Just make sure you tell the OW what you are thinking. You might be suprised at the response you get. She may understand and be able to deal with things better if she knew where your head was at.
My W, did the same as you. Not moving in with him. But the same. I didn't take the emotional hit till just a few months ago. Almost a year after she moved out. I had such a wall built up, nothing hurt me. Even after I found out she was really with another guy before she moved out, I mourned for a couple days.
Man, I didn't realize how thick my wall was until everything unravelled a few months ago. Maybe your tougher. Hope you are. I wasn't. I was a mess and still am to a certain degree. But I understand a hell of alot more what happened. I can tell by how you respond, how you are hurt. But the toughness factor doesn't get by me. Because I was you for a long time. I never felt better for months....Then reality of what you have become hits...

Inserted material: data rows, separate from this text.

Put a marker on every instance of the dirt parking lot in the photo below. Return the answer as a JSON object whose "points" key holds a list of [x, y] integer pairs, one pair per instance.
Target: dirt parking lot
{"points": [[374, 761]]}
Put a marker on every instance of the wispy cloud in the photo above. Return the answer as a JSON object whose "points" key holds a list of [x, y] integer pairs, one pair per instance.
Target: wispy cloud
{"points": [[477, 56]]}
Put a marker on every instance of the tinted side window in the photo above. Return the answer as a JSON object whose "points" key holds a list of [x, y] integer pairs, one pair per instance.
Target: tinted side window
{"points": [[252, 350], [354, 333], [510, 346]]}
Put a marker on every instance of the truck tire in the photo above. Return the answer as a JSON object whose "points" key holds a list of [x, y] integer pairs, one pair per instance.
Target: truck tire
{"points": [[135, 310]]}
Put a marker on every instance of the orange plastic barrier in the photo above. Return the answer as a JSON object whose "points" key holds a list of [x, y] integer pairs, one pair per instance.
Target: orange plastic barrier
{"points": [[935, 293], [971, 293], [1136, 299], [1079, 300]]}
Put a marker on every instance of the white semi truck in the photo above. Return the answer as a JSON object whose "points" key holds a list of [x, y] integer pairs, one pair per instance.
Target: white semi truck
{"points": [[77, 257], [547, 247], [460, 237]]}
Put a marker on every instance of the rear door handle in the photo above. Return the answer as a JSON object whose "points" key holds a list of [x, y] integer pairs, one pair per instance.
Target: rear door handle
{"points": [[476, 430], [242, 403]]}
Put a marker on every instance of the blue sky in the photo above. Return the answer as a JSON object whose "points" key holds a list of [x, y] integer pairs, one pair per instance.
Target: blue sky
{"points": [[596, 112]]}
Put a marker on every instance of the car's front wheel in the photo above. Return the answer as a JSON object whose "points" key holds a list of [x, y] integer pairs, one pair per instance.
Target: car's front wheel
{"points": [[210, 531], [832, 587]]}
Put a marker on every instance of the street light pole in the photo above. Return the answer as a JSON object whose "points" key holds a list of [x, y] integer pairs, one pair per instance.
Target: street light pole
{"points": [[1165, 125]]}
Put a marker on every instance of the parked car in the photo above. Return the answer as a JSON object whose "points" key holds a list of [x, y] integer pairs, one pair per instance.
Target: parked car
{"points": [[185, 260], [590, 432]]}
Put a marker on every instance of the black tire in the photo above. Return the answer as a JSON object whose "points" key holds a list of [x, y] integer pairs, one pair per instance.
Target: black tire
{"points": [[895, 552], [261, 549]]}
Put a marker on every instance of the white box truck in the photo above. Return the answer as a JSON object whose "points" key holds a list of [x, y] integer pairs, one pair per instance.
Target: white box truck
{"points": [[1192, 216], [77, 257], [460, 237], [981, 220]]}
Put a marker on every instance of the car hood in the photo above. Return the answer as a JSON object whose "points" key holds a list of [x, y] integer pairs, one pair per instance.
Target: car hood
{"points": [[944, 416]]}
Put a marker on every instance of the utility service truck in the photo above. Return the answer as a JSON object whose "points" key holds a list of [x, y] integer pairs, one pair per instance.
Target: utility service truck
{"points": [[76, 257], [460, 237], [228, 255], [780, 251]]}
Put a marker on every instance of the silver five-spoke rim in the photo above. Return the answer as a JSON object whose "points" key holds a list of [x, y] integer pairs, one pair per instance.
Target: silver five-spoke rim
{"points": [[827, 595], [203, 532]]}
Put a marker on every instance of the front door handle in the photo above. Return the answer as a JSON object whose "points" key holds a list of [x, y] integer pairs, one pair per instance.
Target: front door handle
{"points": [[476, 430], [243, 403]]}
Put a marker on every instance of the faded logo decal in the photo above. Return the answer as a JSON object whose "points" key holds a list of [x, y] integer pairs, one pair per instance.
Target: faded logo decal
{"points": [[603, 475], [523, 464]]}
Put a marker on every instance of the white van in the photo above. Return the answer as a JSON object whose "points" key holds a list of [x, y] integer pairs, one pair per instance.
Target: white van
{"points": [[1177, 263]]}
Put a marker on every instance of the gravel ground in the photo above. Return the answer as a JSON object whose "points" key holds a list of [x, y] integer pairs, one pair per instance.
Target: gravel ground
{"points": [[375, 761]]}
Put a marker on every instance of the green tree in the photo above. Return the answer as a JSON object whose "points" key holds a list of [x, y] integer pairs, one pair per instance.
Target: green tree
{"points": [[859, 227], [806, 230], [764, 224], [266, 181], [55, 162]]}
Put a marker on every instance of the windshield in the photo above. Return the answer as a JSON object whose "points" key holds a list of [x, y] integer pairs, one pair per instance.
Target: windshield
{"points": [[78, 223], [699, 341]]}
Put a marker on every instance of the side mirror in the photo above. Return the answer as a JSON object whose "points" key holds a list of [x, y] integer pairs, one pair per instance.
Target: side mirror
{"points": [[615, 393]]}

Let it go. Let her go. Better days will be ahead. But anger is an exhausting emotion. My w is still so bitter at her situation, she tries to take it all out on me. Well, it used to not hurt. It does now and I have told her finally how everything affects me. Things have been a bit better the last couple weeks.
But you have to figure a way out of this disdain. It will only suck you in further. Look I have to pay my W. $5,300 Net per month. I had to give her $400k which is 60% 401k, pension. Plus another $140k for a down payment on a house. Trust me, I lost it all and she is the one that wanted this. It [censored]. But, I will make it through. You will make it through. The only thing that helps is time, a good therapist, good friends.